# Art/Object Issues > Art/Object Handling and Installation >  Unstretched painting

## Paul Brewin

(posted to the ListServe Wed 5/26/10)

I would be grateful for short-term (3-4 months) installation suggestions for a thinly painted acrylic on unstretched canvas, approximately 7x12 feet. Previously the work had been stapled to the wall and I do not find that solution reasonable. And I prefer not to stretch the canvas since the "draped" quality of the work is important to the artist.

Responses to the post:

*Bruce Bundock replies:*
This reminds me a little bit of that post a couple of months ago on the 16 ft watercolor that was going on display-how to present it.( Curious as to how that was eventually resolved).
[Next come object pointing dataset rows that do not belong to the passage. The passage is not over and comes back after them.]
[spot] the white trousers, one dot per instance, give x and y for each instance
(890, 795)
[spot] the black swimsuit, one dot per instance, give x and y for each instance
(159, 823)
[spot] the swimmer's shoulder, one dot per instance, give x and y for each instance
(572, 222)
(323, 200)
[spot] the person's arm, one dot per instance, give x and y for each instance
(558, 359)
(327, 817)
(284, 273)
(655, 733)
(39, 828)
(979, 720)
If the "draped" quality of the work is important to the artist I have to wonder why it was previously stapled to the wall to begin with. Have you considered presenting it somewhat like a scroll? That is, top and bottom gets a dowel and how you attach the canvas is up to you. If you can't obtain a dowel that long, you might want to consider two lengths of a hard wood for both the top and bottom of the canvas. You sandwich just the top and bottom parts of the canvas between the widths of the hard wood ( I wish I could draw you a diagram)secure the 2 widths at strategic points with fasteners of your choosing so the edge of the canvas is tightly held primarily by pressure. If that's not acceptable, one colleague on the list serve ( getting back to the watercolor) had suggested spring clips for hanging. Same might work for the canvas. Is the canvas heavy or light weight?

*Peter Briggs replies:*
Uncertain what you intend by "draped" and conscious of the weight of such a quantity of canvas, I wonder if rare earth magnets might be worth investigating. Available in various sizes, shapes, and strengths, they can be used to hold paper and canvas to ferrous fasteners (nails, thumb tacks, etc.) driven into a wall at points at appropriate intervals - determined by size, weight, and thickness of the support material and the strength of the magnets being used - corresponding to the inside perimeter of the art. Small tabs of sheet barrier material can be used to keep the art out of direct contact with the magnets and the anchors. Properly prepared rare earth magnets - e.g., degreased and surface-abraded if they're nickel-plated - can be painted to be less conspicuous. In a more complex approach, small pockets could be sewn to the back of the canvas to hold the magnets. 

*Dale Kronkright replies:*
I have worked through this problem before.  Our solution was to prepare a Gator Fome panel just under the hanging dimension of the work. For the Gator Fome panel, we biscuit-joined and glued two panels to get the size and attached a sanded but unfinished poplar surround on the edges. We faced the panel by stabling polyester micro-fiber pajama fleece to the recto of the panel, to give a nappy support to the Gator Fome panel.  A French-cleat was attached across the top of the verso of the Gator-Fome panel and a poplar spacer at the bottom, so that the work hung parallel to the wall, when finally hung.

Next, we BEVA mounted 5” wide x 12 long ” strips of unprimed cotton canvas, 12” - 20” on center, to the verso of the painting, across all sides, just short of the edges, so that these could be turned-down or “hinged” onto the verso of the Gator Foam panel.  To the verso of these canvas strips were sewn 4” x 2” wide, fabric-face Velcro fabric.  The hook-half of the Velcro was mounted to the appropriate space on the verso of Gator Fome panel.

The length of the Velcro-faced canvas “hinging” strips allows the artist or preparator to attach the work with whatever degree of “sag” is desired, while adjusting and securing the sides and bottom in a manner that will prevent movement or slipping during the exhibition.  The BEVA- mounted canvas strips can be removed from the verso of the painting with warm tacking irons after exhibition or left for future exhibitions.  They remain removable indefinitely.  A paintings conservator can help with all the particulars.

----------